Little James in this story turns 11 years old today. Big James was our oldest son, who was taken from us about 7 months earlier. The following conversation took place in my living room on a summer evening in 2010…
“I Like Big James Best”
When my friend’s son James was born five years ago, our James was 21, 6’2″ and 250 lbs., and had long, curly black hair and a bushy black beard. Little James met our James for the first time a year later… and he was terrified of him. He screamed every time he saw him. Which was funny, because he’s the only child I know who didn’t take to James.
Well, last night, little James and I were alone here at my computer. He reached out to take my little Warhammer figure off my desk… and I put my hand out my hand to stop him. “I just want to look at it,” he said. I explained that he could look at it right here at the desk… that James had painted it, and it had been his.
“Remember Big James?” I asked him.
“Yes,” he said. I didn’t know if he would, since he hadn’t seen him since last summer.
Moments passed, and then seemingly out of the blue he said, “I like Big James best.”
“Yeah, we think he was special too,” I said. I was a little tense, because you never know what will come from the mouths of babes….
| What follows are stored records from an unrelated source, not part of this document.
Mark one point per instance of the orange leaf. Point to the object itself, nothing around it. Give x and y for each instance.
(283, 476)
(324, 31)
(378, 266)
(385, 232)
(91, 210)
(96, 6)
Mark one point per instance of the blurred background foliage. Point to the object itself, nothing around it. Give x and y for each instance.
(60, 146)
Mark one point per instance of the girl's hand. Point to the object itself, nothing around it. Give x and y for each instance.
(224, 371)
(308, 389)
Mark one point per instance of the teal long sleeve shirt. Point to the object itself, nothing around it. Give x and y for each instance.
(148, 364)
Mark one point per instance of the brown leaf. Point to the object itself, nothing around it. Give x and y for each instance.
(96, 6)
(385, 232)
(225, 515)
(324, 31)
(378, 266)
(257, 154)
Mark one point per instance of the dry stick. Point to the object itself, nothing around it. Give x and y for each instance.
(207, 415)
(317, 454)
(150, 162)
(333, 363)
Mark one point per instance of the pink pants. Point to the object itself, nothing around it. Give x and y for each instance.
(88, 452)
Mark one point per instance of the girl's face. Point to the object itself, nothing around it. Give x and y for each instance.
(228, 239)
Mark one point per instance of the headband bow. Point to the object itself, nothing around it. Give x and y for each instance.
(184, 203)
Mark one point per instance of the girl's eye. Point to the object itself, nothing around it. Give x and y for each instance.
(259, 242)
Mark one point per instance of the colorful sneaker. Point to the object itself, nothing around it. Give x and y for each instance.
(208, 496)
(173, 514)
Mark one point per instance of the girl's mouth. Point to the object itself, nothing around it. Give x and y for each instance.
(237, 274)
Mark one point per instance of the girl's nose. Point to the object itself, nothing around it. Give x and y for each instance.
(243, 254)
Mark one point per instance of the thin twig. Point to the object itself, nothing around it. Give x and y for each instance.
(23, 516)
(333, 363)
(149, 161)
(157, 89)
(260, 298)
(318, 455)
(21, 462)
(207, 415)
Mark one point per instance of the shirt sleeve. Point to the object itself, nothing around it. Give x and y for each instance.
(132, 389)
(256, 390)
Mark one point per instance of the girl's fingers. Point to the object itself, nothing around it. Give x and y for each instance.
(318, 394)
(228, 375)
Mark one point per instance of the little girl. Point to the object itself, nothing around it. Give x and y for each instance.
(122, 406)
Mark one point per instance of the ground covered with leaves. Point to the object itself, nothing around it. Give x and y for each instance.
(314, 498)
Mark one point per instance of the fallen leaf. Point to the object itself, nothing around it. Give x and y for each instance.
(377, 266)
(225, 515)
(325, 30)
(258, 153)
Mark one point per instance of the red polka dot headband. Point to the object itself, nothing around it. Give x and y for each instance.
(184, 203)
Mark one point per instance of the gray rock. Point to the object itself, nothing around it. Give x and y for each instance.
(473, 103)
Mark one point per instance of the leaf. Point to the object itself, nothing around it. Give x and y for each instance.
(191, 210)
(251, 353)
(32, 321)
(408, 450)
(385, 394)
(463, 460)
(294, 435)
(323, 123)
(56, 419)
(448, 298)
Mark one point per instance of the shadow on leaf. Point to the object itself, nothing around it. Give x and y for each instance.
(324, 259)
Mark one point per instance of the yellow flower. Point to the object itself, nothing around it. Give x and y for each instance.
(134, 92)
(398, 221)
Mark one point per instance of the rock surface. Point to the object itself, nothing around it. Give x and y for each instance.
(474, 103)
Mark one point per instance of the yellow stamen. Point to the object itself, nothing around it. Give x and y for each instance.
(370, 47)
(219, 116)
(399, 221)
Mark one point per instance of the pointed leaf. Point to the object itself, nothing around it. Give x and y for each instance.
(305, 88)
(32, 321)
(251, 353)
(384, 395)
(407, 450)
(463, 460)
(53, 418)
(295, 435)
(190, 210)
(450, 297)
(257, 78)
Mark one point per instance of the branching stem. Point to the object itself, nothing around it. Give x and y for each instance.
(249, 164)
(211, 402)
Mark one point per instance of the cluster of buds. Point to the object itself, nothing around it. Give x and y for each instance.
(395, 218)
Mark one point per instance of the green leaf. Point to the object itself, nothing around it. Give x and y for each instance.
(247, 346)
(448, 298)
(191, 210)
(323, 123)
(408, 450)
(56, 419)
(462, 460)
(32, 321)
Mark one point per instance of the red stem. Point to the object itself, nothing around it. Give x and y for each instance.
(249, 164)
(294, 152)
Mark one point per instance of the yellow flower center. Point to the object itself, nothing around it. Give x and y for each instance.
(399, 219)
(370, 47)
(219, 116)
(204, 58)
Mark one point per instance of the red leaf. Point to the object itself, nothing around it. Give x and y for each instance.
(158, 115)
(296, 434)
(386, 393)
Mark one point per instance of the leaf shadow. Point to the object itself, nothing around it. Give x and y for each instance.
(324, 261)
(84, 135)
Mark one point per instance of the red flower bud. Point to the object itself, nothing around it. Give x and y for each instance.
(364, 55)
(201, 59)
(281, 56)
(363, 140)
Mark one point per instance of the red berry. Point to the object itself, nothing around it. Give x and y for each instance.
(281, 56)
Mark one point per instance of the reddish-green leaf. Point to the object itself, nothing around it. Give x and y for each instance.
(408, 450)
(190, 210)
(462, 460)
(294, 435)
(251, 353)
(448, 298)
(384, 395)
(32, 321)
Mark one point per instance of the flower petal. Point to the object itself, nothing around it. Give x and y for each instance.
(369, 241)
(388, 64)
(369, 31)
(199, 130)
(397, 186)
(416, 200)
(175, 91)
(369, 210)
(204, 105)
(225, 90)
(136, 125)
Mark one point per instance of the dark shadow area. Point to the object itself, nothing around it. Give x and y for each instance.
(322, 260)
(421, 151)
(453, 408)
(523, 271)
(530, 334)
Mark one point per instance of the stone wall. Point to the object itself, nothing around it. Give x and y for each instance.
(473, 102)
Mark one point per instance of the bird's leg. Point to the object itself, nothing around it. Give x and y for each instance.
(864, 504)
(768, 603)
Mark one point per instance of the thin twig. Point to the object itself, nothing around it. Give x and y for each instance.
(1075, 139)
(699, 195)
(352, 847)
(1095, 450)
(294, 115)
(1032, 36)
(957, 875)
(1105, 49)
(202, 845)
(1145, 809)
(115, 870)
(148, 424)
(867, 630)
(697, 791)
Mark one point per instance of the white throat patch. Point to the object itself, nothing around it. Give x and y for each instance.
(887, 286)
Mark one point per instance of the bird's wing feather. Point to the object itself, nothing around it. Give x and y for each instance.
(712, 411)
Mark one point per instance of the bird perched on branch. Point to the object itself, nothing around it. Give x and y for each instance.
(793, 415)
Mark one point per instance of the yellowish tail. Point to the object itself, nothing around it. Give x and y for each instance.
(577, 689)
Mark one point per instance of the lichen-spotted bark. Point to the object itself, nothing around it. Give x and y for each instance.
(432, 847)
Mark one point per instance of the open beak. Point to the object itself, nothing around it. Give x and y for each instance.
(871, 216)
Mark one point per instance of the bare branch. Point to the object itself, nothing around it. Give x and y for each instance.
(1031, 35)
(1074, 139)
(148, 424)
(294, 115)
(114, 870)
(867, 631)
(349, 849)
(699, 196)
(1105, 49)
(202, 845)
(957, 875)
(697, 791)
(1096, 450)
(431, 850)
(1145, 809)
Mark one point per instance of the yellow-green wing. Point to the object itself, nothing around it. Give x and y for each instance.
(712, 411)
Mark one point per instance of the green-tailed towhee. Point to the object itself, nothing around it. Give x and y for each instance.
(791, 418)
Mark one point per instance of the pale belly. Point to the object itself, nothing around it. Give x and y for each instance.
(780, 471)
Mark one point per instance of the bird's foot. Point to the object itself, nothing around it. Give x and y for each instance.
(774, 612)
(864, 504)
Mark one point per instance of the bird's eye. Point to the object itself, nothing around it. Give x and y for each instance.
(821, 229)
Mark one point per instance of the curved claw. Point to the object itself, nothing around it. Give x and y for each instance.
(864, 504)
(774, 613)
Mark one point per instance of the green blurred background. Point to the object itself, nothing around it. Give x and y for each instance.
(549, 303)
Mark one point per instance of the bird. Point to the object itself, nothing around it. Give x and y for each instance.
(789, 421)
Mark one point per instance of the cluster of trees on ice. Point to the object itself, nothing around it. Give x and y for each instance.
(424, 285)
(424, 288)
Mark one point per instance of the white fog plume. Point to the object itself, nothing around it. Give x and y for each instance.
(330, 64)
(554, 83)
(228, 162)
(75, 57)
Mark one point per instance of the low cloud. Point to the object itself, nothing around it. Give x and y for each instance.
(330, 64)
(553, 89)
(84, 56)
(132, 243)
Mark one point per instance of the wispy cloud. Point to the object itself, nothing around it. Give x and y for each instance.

“Why did he crash? Wasn’t he looking?”
“Well, he was looking… but it was very foggy that night, and he couldn’t see the big truck coming. The big truck couldn’t see him either.”
I could see the wheels turning in his head.
“When my mom and me were in our car a truck hit us and we rolled and went in the ditch.”
“I know. I was there at your house when that happened. Was that pretty scary?”
“No,” he said with a grin. “It was fun hanging upside down!”
I suppose that was his version of our son Timothy’s post-reaction, when he was nine, to jumping too high on the couch and somersaulting over the railing to the landing half a floor below. It seemed traumatic enough at the time, but the next day he told his friend at church, “If I knew I wouldn’t get hurt, I wouldn’t mind doing that again — it was fun!”